When $\Delta P$ ≥ 0, it indicates that the work performed by the impeller on the fluid is less than or equal to the downstream static pressure of the flow channel, unable to overcome the static pressure. Consequently, fluid microcosms in the flow channel experience deceleration or come to a halt in the direction of flow. In the non-overlapping region of the impeller flow channel, severe gas–liquid separation occurs, leading to localized low pressure at gas cluster aggregation points. The motion speed of gas bubbles is further reduced, resulting in an increase in the volume of gas clusters in these areas.

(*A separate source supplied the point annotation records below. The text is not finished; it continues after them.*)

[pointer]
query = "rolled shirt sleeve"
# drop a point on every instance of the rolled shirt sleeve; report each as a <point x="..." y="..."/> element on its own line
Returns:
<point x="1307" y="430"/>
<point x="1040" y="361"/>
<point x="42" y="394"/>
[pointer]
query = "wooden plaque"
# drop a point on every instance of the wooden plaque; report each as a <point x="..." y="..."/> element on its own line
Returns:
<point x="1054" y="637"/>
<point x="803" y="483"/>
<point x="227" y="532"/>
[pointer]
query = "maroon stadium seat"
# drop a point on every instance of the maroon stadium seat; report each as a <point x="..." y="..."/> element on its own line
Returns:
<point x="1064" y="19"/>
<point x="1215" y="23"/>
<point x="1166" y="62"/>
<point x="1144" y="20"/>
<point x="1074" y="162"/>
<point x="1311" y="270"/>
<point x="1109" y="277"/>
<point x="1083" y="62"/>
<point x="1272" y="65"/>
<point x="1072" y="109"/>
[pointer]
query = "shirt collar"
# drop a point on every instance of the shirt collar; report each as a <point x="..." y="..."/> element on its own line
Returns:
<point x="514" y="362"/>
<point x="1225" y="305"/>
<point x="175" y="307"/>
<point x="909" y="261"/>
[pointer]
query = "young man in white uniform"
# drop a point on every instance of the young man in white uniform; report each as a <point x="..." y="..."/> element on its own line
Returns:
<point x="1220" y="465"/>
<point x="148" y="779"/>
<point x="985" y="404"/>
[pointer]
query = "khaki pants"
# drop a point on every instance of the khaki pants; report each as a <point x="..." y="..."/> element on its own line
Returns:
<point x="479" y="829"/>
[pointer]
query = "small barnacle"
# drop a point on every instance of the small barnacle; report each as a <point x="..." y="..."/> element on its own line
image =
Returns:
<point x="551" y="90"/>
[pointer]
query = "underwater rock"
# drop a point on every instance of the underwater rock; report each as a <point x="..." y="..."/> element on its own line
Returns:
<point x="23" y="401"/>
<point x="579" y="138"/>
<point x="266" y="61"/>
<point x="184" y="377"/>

Due to insufficient confinement of fluid by the interphase shear flow induction and non-coincident area between the impeller and blades, significant axial vortices are formed at this location, as shown in Figure 12①. The vortices occur in two locations: one at the hub of the pressure surface, where bubbles initially aggregate and combine in the non-coincident area of the blade, and the other at the hub near the trailing edge of the blade on the suction surface side, as shown in Figure 13. The rotational motion of the axial vortices around the exit area of the impeller flow passage intensifies the phase separation of the gas–liquid two-phase flow, accelerating the movement of liquid from the bubble vortex towards the impeller periphery. The bubbles accumulating at the impeller hub continuously increase, eventually reaching a dynamic balance, with bubbles continuously supplementing and releasing from the bubble cluster. The presence of the bubble vortex makes it difficult for bubble clusters to be transported out of the impeller. The flow passage at the impeller hub narrows, is deformed, or becomes blocked, whereas the flow passage away from the hub is less prone to blockage due to the strong functional force of the impeller and the high density of the mixed-fluid medium. Eventually, the impeller periphery and hub form two-phase separated states, predominantly consisting of pure liquid-phase medium and pure gas-phase medium, respectively.

4. Conclusions

Through the above studies, the mechanism of gas blockage in the impeller passage of the gas–liquid mixed transportation pump can be summarized as follows:

(1) The phase separation of gas and liquid in the impeller passage of the gas–liquid mixed transportation pump causes bubbles and liquid to move towards the hub and shroud the sides of the impeller, respectively. Bubbles gradually gather and combine at the hub of the impeller passage to form relatively large gas clusters, providing the first condition for cluster blockage.

(2) Due to the intensified phase separation of gas and liquid in the tail section of the impeller passage of the gas–liquid mixed transportation pump, the pressure on the liquid-phase accumulation side of the blade trailing edge is much higher than the pressure on the gas-phase accumulation side on the other side, forming a phenomenon of an overpressure gradient in the adjacent flow passage of the gas phase, providing the second condition for cluster blockage.

(3) At the same impeller speed, the work performed by the impeller on the gas cluster is not enough to overcome the reverse pressure gradient generated by the liquid-phase accumulation in the adjacent flow passage of the blade trailing edge, preventing the gas cluster from flowing out of the flow passage. This leads to the formation of shear flow between the gas cluster and the fluid, with a higher volume fraction of the liquid phase at the outer edge of the gas cluster, gradually forming a dynamically balanced vortex gas cluster near the outlet of the passage and blocking the flow passage.

To sum up, the difference in gas–liquid two-phase density and the adverse pressure gradient in the pipeline are the important reasons for the formation of gas blockage in the gas–liquid mixed transport system. These factors affect the distribution and flow characteristics of the gas–liquid two phases in the pipeline. In practical engineering applications, this phenomenon will be more obvious, so it is very important to study and eliminate the gas blocking phenomenon caused by gas–liquid mixed transport.